Structured, Exchangeable lock file format (requirements.txt 2.0?)

Maybe we need a zipapp that includes the interpreter itself, but how does one do that cross platform?

Exactly. And doing it cross platform is the heart of the problem. Briefcase is the best I’m aware of, but even that has limitations and problems (at least on Windows, where I don’t think they can be solved by simple bugfixes) (aside: BeeWare already have a project categorization kind of like what I’ve been talking about)

(I have many more thoughts on this topic, which I’ll save for another thread if/when we start one here. bpo-22213 is where we’re at right now.)

I feel that not all apps are created equal. On one hand we have tools like Black etc. (even pip) that are only useful as an executable, and PyPI isn’t really the best way to distribute it, but on the other there are tools that sit in the middle, e.g. Pytest, that need to work both as a command and a library (I assume most Pytest users import pytest—at least I do). Those are still best managed by the project-level lock file IMO.

Would it be a good idea to split standalone app discussions into a dedicated thread? I feel that it is an important topic (and want to participate in it as well), but not mutually exclusive with the lock file.

Yeah, definitely a separate topic to go deeper into. The relevance here was identifying what I consider a non-problem for lock files (having one for each app used by a project) - in generalizing a format across tools, I don’t think we need to account for that.

1 Like

I think there is a clear need that isn’t being met by requirements files alone, and I think that is demonstrated by tool adoption in python and in other languages. Dependency resolution and environment reproduction, whether it is application specific or whether it is being used by a library developer to determine if the specified constraints are even valid or need to be narrowed, is obviously meeting some important needs (like avoiding conflicts or broken environments).

IMO the question is whether it’s important to standardize on lockfiles specifically – which I’m not personally convinced of I guess… I don’t really have a problem with it but I don’t see a pressing need either

I think we’re talking past each other here. Let me expand a bit, to explain how I see these different pieces fitting together. (This is partly inspired by these notes that some of you have seen before.)

Let’s assume we have some concept of an “isolated environment”. You know, the kind of thing you can install stuff into, and then later run the stuff, and it doesn’t interfere with the rest of your system. Maybe it’s a virtualenv, maybe it’s a conda environment, maybe it’s, I don’t know, a docker container using apt to manage packages. Whatever. But let’s say we have a system for describing environments like this, what’s installed into them (packages and versions), commands to run using these environments, and ways to store these descriptions alongside a project, and a smooth user interface for all of that.

This is really useful to a whole set of different users:

  • It gives beginners a simple way to run their scripts, or the python REPL, or jupyter, in an environment that they can control, and where it’s easy to install third-party libraries like requests without the problems caused by sudo pip.
  • It gives application developers a way to describe their dev and production environments, and share them across the team, share them deployment services like heroku, etc.
  • It gives library developers like me a way to describe different test environments, associated services like RTD, tooling that new contributors need, etc.

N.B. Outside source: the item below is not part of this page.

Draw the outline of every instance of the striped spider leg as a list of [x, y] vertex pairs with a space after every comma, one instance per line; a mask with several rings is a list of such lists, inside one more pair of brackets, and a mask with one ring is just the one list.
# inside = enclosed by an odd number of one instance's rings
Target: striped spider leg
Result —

Notice that everything I’ve said is true regardless of how the applications are packaged – if I can download Black as a single-file standalone binary, then that’s great for a lot of reasons, but in this context I still want a tool that can pick the correct version of that standalone binary and drop it into an isolated environment. Also, everything I said so far applies the same regardless of what kind of environments we’re talking about, whether it’s virtualenvs or conda or whatever. Installing a specific version of gcc into an isolated environment? Sure, conceptually it makes total sense. (And conda users actually do this all the time.)

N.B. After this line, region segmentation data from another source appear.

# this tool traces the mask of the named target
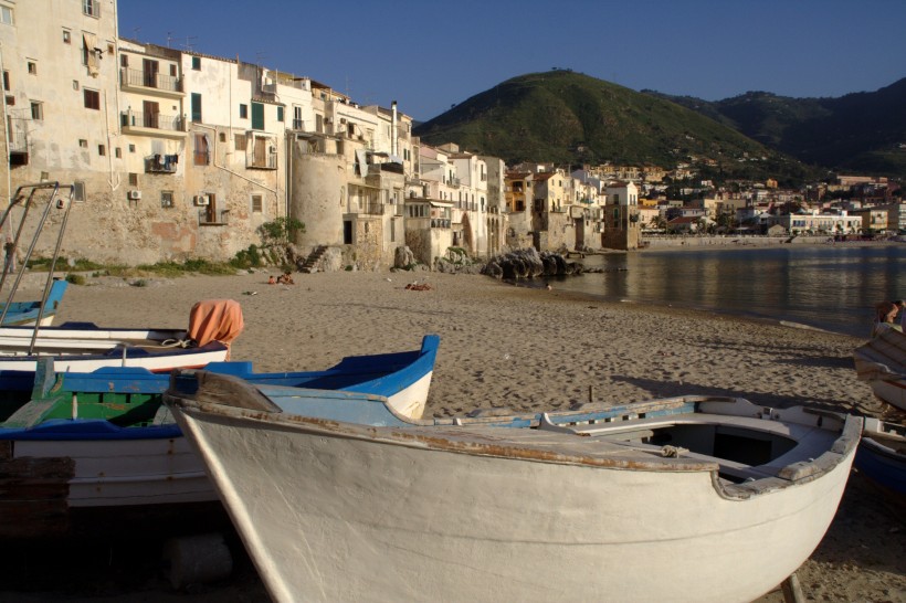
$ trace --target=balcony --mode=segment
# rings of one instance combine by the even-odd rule
[[[253,152],[245,157],[245,167],[257,170],[277,169],[277,151]]]
[[[145,173],[176,173],[178,155],[155,154],[145,158]]]
[[[124,110],[119,114],[123,134],[183,138],[186,119],[179,115]]]
[[[230,223],[230,210],[206,208],[198,212],[199,226],[225,226]]]
[[[167,98],[182,98],[186,96],[186,93],[182,92],[181,77],[152,71],[120,67],[119,86],[126,92],[138,92]]]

But then on top of this core idea of course any particular implementation has to make some choices, and these add extra constraints and complications.

Digression: The core difference between pip and conda, is that pip knows how to talk about PyPI packages, and conda knows how to talk about conda packages. This sounds inane when I write it, but it’s actually a deep and subtle issue. They have two different namespaces; they use the same words to mean different things: to pip, the string "numpy" means “the package at https://pypi.org/project/numpy, and the equivalent in other channels that share the pypi namespace”. To conda, that same string "numpy" means "the package in the conda channels under the name "numpy"". Which in this case is the same software, but our tooling doesn’t know that. Another example: to pip, the string "gulp" means “a decorator to make debugging easier”, and to conda it means a javascript build system. These incommensurable namespaces are why there’s no way for wheels to declare dependencies on conda packages, or vice-versa, and why using pip and conda in the same environment screws everything up. Both sides find the resulting environment literally impossible to describe. They’re each missing some of the vocabulary they’d need.

So back to the core idea of pinning and project-specific environments. One way to implement it would be to make our isolated environments virtualenvs. That’s the natural thing if your environment descriptions are written using the PyPI package namespace. And if you’re, say, developing a library to be uploaded to PyPI, then this is a very convenient namespace to use, because (1) your project’s own dependencies have to be expressed in this namespace, and you want to re-use them in the environment descriptions, and (2) it means you can easily talk about all the versions of all the packages on PyPI.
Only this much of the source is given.